Handwashing with soap (HWWS) intervention is an affordable yet sustainable public health issue relevant for pro-poor regions such as the Upper East Region (UER) of Ghana. Improving the HWWS strategy, has become one of the key strategies for preventing the spread of many hygiene related diseases including the current deadly COVID-19. Although several HWWS interventions have been made in Ghana by successive governments and the development partners, especially the United Nations International Children's Emergency Fund (UNICEF), little is known about what influences the people’s response to such interventions so that successive initiatives and policies could be informed and guided by those influential factors.

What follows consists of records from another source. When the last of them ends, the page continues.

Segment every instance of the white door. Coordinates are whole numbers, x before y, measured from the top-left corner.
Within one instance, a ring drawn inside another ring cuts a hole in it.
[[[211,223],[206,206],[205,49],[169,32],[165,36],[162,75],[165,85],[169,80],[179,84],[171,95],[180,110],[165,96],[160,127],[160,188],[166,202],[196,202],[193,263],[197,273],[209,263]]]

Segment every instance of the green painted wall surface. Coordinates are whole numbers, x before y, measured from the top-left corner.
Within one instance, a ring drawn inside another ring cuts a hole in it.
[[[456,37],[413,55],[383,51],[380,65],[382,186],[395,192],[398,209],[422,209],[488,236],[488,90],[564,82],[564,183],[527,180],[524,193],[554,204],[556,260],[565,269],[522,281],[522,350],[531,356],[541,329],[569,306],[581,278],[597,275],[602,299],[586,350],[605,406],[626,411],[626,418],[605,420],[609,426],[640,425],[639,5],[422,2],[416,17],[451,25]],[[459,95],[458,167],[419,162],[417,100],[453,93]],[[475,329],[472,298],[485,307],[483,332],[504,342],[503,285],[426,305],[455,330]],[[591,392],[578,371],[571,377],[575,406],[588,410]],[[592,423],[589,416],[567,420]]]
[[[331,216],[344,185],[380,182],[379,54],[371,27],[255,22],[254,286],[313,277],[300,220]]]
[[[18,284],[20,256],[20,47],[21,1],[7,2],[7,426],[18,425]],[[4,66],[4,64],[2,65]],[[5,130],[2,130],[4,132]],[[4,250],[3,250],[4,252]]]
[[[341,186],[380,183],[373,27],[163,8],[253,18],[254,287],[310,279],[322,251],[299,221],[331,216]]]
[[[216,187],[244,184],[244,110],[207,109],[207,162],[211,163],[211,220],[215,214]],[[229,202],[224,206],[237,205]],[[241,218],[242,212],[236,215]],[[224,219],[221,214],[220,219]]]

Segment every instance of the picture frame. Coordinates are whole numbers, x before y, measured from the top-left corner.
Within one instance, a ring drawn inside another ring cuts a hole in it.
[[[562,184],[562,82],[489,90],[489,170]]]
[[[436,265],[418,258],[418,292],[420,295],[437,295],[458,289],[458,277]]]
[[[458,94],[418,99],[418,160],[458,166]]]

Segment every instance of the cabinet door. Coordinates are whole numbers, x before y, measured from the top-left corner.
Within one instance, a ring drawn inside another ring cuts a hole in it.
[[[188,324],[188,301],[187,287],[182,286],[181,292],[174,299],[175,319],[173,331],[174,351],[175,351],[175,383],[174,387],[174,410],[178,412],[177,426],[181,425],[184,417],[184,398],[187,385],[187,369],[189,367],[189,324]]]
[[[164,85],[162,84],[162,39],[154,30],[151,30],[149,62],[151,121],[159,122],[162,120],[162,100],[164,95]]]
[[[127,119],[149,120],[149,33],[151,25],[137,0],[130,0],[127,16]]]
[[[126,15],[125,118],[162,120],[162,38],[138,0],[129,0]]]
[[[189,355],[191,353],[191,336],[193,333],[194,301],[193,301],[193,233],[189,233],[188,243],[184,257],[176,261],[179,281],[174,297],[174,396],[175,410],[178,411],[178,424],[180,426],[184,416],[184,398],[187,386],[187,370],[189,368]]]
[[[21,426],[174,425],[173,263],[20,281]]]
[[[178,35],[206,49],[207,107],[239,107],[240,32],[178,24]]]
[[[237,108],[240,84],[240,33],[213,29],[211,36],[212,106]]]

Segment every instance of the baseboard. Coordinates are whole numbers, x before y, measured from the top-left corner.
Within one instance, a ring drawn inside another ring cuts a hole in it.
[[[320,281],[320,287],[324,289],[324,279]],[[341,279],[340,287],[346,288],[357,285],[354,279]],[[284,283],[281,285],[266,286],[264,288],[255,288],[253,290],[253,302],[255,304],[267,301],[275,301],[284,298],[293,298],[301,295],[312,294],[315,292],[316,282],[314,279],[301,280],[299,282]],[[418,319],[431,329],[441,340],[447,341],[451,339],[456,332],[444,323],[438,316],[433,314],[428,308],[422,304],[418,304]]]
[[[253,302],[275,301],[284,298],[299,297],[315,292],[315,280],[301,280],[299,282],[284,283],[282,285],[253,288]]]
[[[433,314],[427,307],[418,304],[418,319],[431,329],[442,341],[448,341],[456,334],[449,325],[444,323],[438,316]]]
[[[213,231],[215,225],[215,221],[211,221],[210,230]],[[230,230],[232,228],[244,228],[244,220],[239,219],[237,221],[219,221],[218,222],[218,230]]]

This study assessed the implementation of HWWS sensitisation programme in the pro-poor Binduri District of the UER of Ghana, funded by UNICEF. This is achieved through a survey from 127 rural communities in the district. A quantitative approach was used with regression model applied to investigate the drivers of HWWS intervention adoption or otherwise. From the post-intervention data, we find evidence that majority of households have installed HWWS facilities and are using them. Women were more tending to adopt HWWS facilities than men. Educational background, smaller household size, social status and occupation show positive influence on adoption of HWWS intervention. Age is an influential factor where the young people and older ones are adopting HWWS intervention more than  middle age group. In the study area, where women are responsible for frequently putting water in the HWWS facilities, their incline to adopt and use it more than men is expected. As policy recommendations towards a hundred percent adoption rate, the study proposes future HWWS sensitisations that target women and girls as well as people with social status and use them as community level volunteers to influence others to appreciate the importance of HWWS.